Les puissances occidentales et du Golfe font également la course pour prendre la tête de la transition énergétique mondiale, les États-Unis et les gouvernements européens soutenant le corridor de Lobito, une liaison ferroviaire destinée à acheminer les métaux de la Zambie et du Congo vers la côte atlantique de l'Afrique.

Les dirigeants africains ont toutefois eu du mal à trouver des financements pour d'autres projets prioritaires.

Malgré le succès de la voie express de Nairobi, par exemple, les travaux sur plusieurs routes kenyanes ont été interrompus lorsque le gouvernement a manqué d'argent pour payer les entreprises de construction chinoises.

Lors d'une visite à Pékin en octobre dernier, le président William Ruto a demandé un prêt d'un milliard de dollars pour achever les projets.

Le porte-parole du ministère chinois des affaires étrangères, Wang Wenbin, a déclaré que les discussions sur cette demande étaient en cours. Le ministère kenyan des finances n'a pas répondu à une demande de commentaire.

La phase finale d'une ligne de chemin de fer devant traverser le Kenya de son principal port à la frontière avec l'Ouganda est dans les mêmes limbes depuis que le financement chinois s'est tari en 2019. L'Ouganda a annulé le contrat pour sa partie de la ligne en 2022, après que les bailleurs de fonds chinois se soient retirés.

Interrogés sur la baisse des prêts destinés aux infrastructures africaines, les responsables chinois mettent en avant le recentrage sur le commerce et l'investissement, arguant que les échanges commerciaux générés par l'initiative BRI stimulent la richesse et le développement de l'Afrique.

Les échanges bilatéraux ont atteint le chiffre record de 282 milliards de dollars l'année dernière, selon les données des douanes chinoises. Mais dans le même temps, la valeur des exportations africaines vers la Chine a chuté de 7 %, principalement en raison de la baisse des prix du pétrole, et son déficit commercial s'est creusé de 46 %.

Les responsables chinois ont cherché à apaiser les inquiétudes de certains dirigeants africains.

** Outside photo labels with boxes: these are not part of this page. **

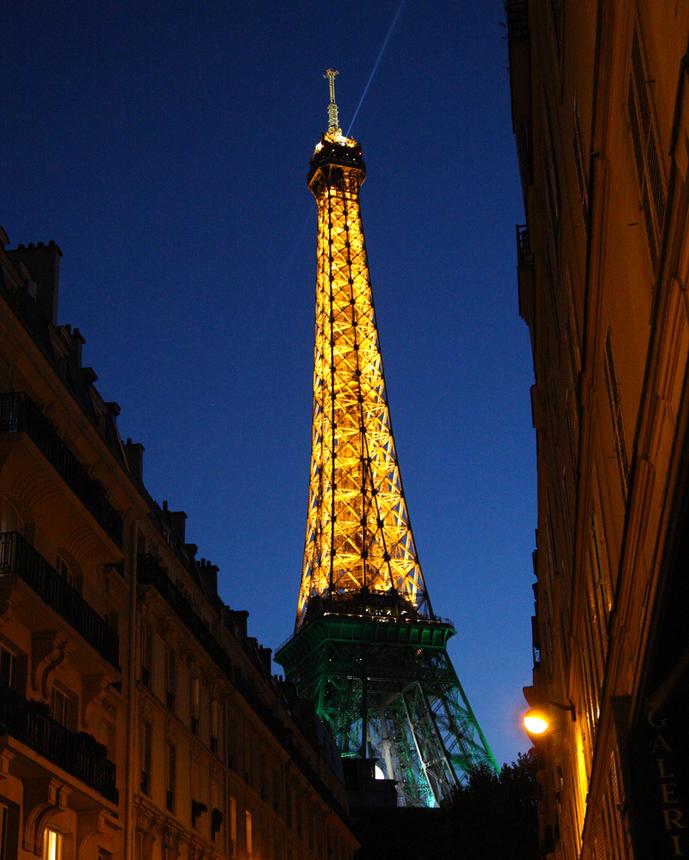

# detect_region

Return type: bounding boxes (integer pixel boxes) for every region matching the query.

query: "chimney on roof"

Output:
[124,439,144,481]
[8,242,62,323]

Lors d'un sommet à Johannesburg en août dernier, M. Xi a déclaré que Pékin lancerait des initiatives pour soutenir la modernisation de l'industrie manufacturière et de l'agriculture sur le continent - des secteurs que les responsables politiques africains considèrent comme essentiels pour combler les écarts commerciaux, diversifier leurs économies et créer des emplois.

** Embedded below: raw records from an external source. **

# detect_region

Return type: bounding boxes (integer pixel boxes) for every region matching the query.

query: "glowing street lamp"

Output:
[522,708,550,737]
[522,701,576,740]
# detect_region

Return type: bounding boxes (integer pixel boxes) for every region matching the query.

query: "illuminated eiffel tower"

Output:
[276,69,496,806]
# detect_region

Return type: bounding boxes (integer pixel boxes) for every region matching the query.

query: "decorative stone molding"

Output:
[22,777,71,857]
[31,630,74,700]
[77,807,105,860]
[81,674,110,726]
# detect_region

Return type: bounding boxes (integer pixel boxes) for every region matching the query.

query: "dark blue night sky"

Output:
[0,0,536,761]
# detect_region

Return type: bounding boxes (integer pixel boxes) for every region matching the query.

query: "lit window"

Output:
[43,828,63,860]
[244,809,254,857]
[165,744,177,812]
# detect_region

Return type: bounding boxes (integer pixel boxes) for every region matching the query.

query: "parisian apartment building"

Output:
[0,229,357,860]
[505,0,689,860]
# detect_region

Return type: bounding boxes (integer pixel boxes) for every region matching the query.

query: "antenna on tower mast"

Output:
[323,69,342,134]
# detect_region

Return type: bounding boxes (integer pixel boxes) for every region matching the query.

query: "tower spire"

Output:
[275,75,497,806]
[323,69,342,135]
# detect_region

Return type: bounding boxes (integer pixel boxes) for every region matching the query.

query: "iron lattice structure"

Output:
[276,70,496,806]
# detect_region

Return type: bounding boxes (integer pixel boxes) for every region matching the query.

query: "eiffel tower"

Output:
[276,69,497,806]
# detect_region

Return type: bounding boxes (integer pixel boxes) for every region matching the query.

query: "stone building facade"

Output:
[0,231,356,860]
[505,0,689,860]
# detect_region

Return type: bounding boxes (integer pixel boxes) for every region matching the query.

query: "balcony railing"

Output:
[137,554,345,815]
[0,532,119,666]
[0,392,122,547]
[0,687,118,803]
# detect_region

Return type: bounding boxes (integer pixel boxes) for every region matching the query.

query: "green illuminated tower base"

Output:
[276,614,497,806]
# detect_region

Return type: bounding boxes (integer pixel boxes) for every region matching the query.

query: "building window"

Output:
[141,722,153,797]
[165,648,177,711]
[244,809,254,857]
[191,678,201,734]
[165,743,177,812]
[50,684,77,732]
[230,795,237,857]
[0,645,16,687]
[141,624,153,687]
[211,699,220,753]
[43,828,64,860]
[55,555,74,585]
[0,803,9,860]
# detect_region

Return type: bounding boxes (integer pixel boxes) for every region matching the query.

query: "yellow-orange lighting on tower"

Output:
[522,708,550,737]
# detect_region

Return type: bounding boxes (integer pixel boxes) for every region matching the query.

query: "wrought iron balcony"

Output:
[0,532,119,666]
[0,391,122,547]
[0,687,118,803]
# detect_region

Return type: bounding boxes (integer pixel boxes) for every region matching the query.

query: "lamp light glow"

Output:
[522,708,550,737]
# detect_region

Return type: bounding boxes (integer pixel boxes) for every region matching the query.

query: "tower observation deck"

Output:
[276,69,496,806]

La Chine s'est également engagée à augmenter ses importations de produits agricoles en provenance d'Afrique.

Pour l'instant, ces efforts n'aboutissent pas.

Le Kenya, dont le déficit commercial à l'égard de la Chine est l'un des plus importants d'Afrique, s'efforce d'améliorer son accès au deuxième marché de consommation du monde, en obtenant récemment des avocats et des fruits de mer. Mais la lourdeur des réglementations en matière de santé et d'hygiène fait que les consommateurs chinois restent hors de portée pour de nombreux producteurs.

"Le marché chinois est un nouveau marché", a déclaré Ernest Muthomi, PDG de l'Avocado Society of Kenya. "C'était un défi parce qu'il faut installer l'équipement pour la fumigation.

Sur les 20 milliards de shillings (150,94 millions de dollars) d'avocats exportés l'année dernière, seuls 10 % sont allés en Chine.

Dans l'ensemble, les exportations kenyanes vers la Chine ont chuté de plus de 15 % pour atteindre 228 millions de dollars, selon les données des douanes chinoises, car la baisse de la production de titane a entraîné une diminution des expéditions de ce métal, qui est un produit d'exportation clé pour la Chine.

Mais les produits manufacturés chinois ont continué à arriver.

Cette situation n'est pas viable, a déclaré Francis Mangeni, conseiller au secrétariat de la zone de libre-échange continentale africaine.

À moins que les pays africains n'ajoutent de la valeur à leurs exportations en augmentant la transformation et la fabrication, "nous ne faisons qu'exporter des minéraux bruts pour alimenter leur économie".